Headteacher accuses council of plotting school closures with ‘data that doesn’t stack up’
A Hackney headteacher has accused councillors of planning secondary school closures on the back of faulty data.
Speaking at a recent children and young people’s scrutiny commission meeting, Urswick School boss Richard Brown claimed that the council’s admissions report doesn’t fully take into account future housing developments – meaning demand could suddenly spike when new residents move in.
He pointed to a Tower Hamlets plan to build a new primary school to serve a large-scale housing development in the Wood Wharf district of Canary Wharf – even though existing data shows a surplus of places.
The report warns that a “significant number of surplus secondary school places” will inform a “Hackney school organisation strategy to shape and manage school places and school property usage for the coming decade”.
And Hackney Director of Education Anne Canning told an April audit committee meeting that a surplus of 500 primary places would create “significant financial risk” for secondary schools.
Eleven primary schools in the borough have already either agreed or implemented caps on future pupil admissions to save resources.
Brown claimed that closing schools without fully taking into account future developments could see families “travelling to the other side of the borough in the future because of planned cuts in secondary schools based on data that doesn’t stack up”.
He said: “Everything in this report looks really clear, but it’s based on an assumption that the number of kids currently in primary school will be exactly replicated by the time they go to secondary school – and that’s also the assumption at the moment to reduce the number of primary school places.
“Tower Hamlets are about to build a new primary school, and when I look at why it’s because they have looked at housing developments that are taking place in a particular part of the borough, and they realise that their borough needs another primary school – even though we’re constantly told that every inner London borough is projecting falling rolls.
“Every time you reduce so-called surplus places, you reduce parental choice.
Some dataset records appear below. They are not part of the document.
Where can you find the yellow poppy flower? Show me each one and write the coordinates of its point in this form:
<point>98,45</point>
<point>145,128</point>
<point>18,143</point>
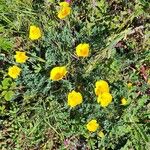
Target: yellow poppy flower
<point>101,134</point>
<point>124,101</point>
<point>21,57</point>
<point>74,98</point>
<point>101,87</point>
<point>104,99</point>
<point>64,11</point>
<point>14,71</point>
<point>92,125</point>
<point>57,73</point>
<point>82,50</point>
<point>64,4</point>
<point>34,33</point>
It means less people are likely to get the school of their choice because there’s less slack in the system.
“As an example, this report says Mossbourne Primary School Parkside is taking 57 out-of-borough places. Mossbourne Community Academy currently has very few out-of-borough children, but its admissions policy says they give preference to Mossbourne Parkside.
“If down the line, there are going to be a greater number of out-of-borough kids attending Mossbourne Academy as secondary school kids, then these numbers don’t work.
“I’m a local boy, I know about the development at the Tesco on Morning Lane.
“Let’s look at the impact of that, let’s look at the impact of families who if we’re not careful will be travelling to the other side of the borough in the future because of planned cuts in secondary school Published Admission Numbers which are based on data that doesn’t stack up.
“I can’t see anything in this report for the projection of surplus secondary school places base that takes into account planned housing developments for future years.”
Labour Councillor Anntoinette Bramble insisted that housing developments are taken into account in the planning – and pointed out that free schools can tackle future demand by setting up without warning from the council.
She added: “I think you’ve made a fair point, but just to reassure you we are looking across the council and I’m discussing this with the mayor in great detail.
“We’ve got to look at how you support schools in the number they have now but knowing that could change with developments and families moving in.
“That is definitely part of the strategic approach going forward.”
The council was approached for further comment but is yet to respond.